Galo Vaca Acevedo:
Lula da Silva, es el presidente sudamericano que pertenece simplemente al ?Partido de los Trabajadores? y que durante esta primera década del siglo XXI ha hablado menos y ha hecho más que ningún otro presidente latinoamericano. No desearía compararlo con nadie en particular, porque las noticias y los anuncios de prensa internacional confirman mi teoría absorvida en esta visita al país que me ha sorprendido, al constatar su adelanto después de quince años que lo he vuelto a visitar.

Parecería que hasta la música y la voz de Roberto Carlos que deambula por Copacabana proyectan lo que veo y siento en este país carioca. A Lula da Silva no se lo escucha sino para anunciar algo que inaugura o anuncia progreso y cambio en diferentes sistemas tanto de educación, transporte, sueldos, hospitales, economía o medicinas y demás urgencias centradas en su país unicamente. Sus discursos son cortos y no llenan los periódicos con epítetos voraces ni adjetivos vengadores. ¡Qué diferencia!

La voz del Presidente Lula de los Estados Unidos del Brasil, se lo escucha en minutos cortos, precisos, y cuando habla, lo hace con tino, pensando en la repercusión que el vocablo familiar y sereno pueda llegar a su pueblo y a los oídos del mundo. En los foros internacionales viste de traje correcto y corbata que hacen juego con su personalidad de estadista. No utiliza ropa paisana que desentone el valor y la calidad de su mandato a pesar de ser el Brasi el pueblo que todo el año baila la samba.

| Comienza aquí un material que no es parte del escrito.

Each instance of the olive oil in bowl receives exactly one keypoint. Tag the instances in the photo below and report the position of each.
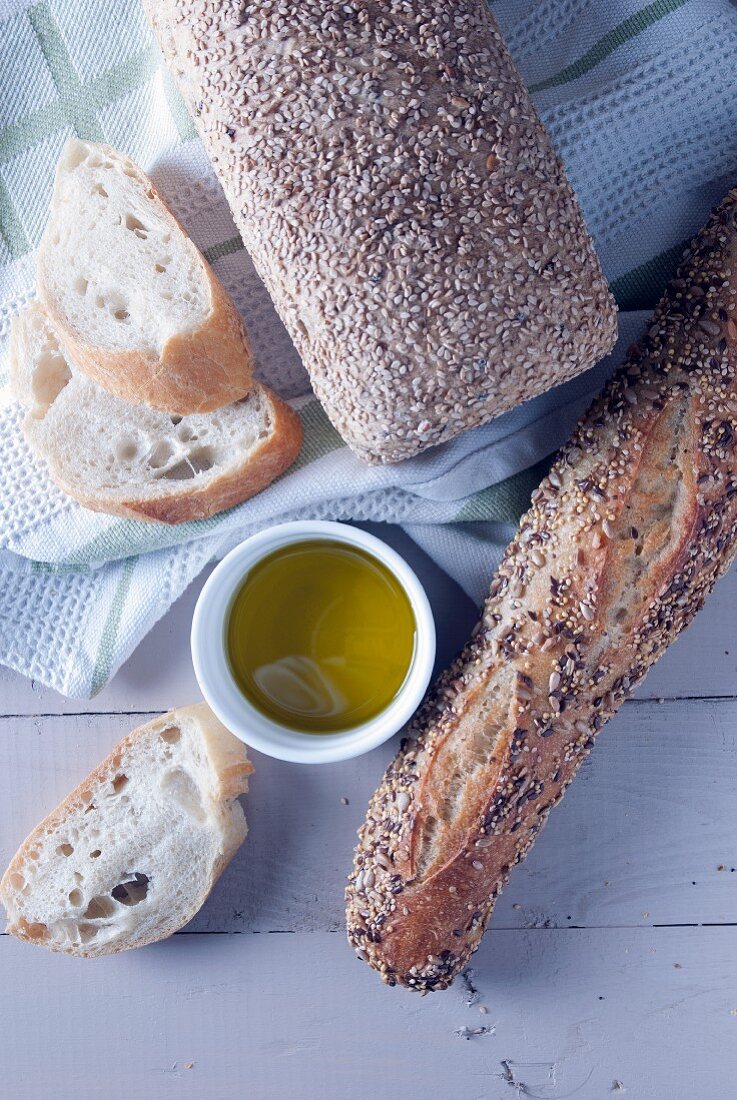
(320, 636)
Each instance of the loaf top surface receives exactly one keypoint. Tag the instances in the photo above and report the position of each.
(402, 200)
(623, 541)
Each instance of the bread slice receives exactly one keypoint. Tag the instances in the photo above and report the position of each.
(133, 461)
(131, 855)
(132, 297)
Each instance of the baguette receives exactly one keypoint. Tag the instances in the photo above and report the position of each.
(129, 460)
(131, 855)
(624, 540)
(402, 201)
(133, 299)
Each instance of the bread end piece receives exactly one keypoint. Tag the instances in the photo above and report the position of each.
(131, 854)
(132, 461)
(133, 299)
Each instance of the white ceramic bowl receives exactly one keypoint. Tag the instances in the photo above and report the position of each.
(218, 684)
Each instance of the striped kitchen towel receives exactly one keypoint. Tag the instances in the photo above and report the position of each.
(639, 99)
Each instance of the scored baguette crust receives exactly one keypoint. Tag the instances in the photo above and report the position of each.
(197, 370)
(230, 769)
(624, 540)
(400, 199)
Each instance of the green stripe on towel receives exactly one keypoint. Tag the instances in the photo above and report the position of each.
(623, 32)
(106, 650)
(506, 502)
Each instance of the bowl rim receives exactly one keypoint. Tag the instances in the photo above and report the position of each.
(237, 712)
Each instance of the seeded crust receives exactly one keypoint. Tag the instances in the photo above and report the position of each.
(624, 540)
(400, 200)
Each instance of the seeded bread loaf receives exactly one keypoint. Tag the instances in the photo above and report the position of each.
(133, 461)
(133, 299)
(400, 200)
(624, 540)
(131, 855)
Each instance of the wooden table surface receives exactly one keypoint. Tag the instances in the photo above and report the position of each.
(611, 967)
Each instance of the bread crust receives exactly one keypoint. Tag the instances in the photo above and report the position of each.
(271, 459)
(231, 769)
(197, 371)
(403, 206)
(624, 540)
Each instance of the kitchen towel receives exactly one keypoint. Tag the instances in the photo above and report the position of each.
(640, 102)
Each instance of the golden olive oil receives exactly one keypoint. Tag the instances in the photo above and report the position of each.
(320, 636)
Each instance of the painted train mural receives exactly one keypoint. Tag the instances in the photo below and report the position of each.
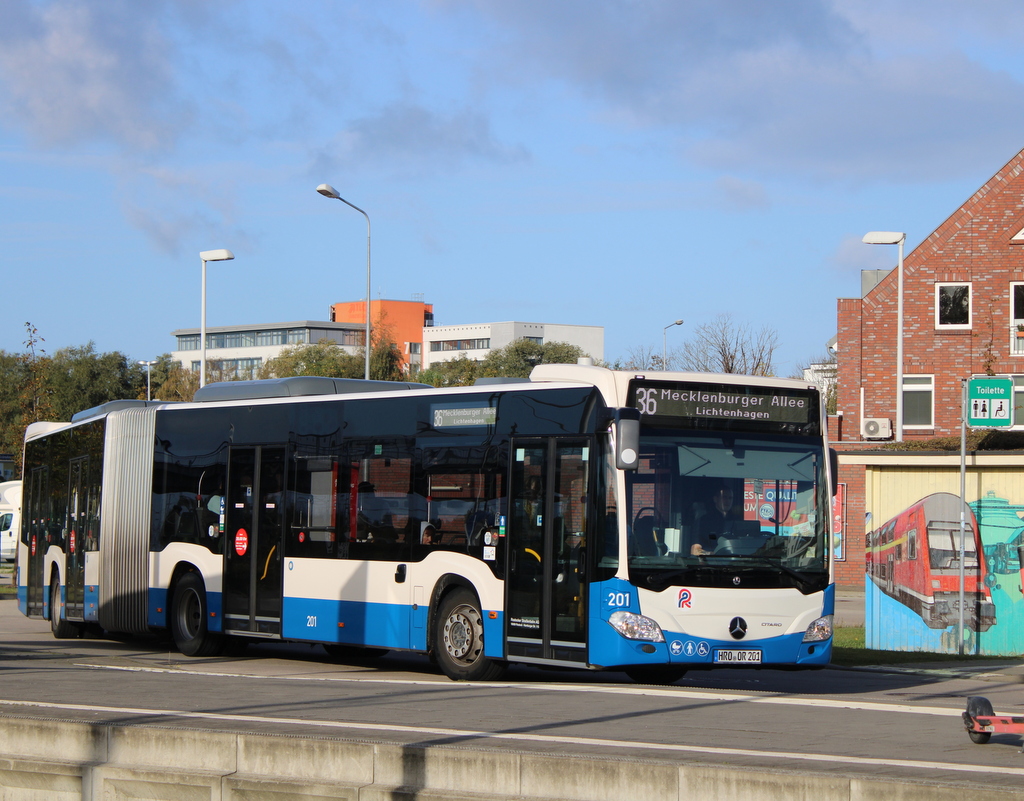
(913, 570)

Lula sabe aprovechar el tiempo como lo saben hacer sus buenos ancestros portugueses, es otra cultura a la cual conozco bien y con la que compartí un buen tiempo en la catedrática Coimbra. Los luso-brasileros saben cómo tratar a la gente y conocen el camino jovial de cómo pasar con honra a la historia de los pueblos que trabajaron por Sud-América, hoy, resquebrajada por pandilleros que detienen su progreso y que sólo hablan de guerras y bandidaje.

Los políticos del Brasil con Lula da Silva a la cabeza, aprovecharon el tiempo sin colocar primeras piedras del olvido, y, con dedicación revaloraron el real en un 80% mejor que ninguna otra moneda de America del Sur. Su presidente no utiliza improperios para imponer su liderazgo, lo hace de una manera decente y transparente sin necsidad de insultar a nadie. A Lula no le gusta ser pastor ni predicador ante nadie, sino acumular valores legítimos que hagan bien al desarrollo de SU país a pesar de los terribles problemas de superpoblación; sin embargo lucha para que la nación de los carnavales locos no sea arrastrado al tercermundismo que nos agobia, sino más bien empuja hacia la elevada cumbre de los países más desarrollados.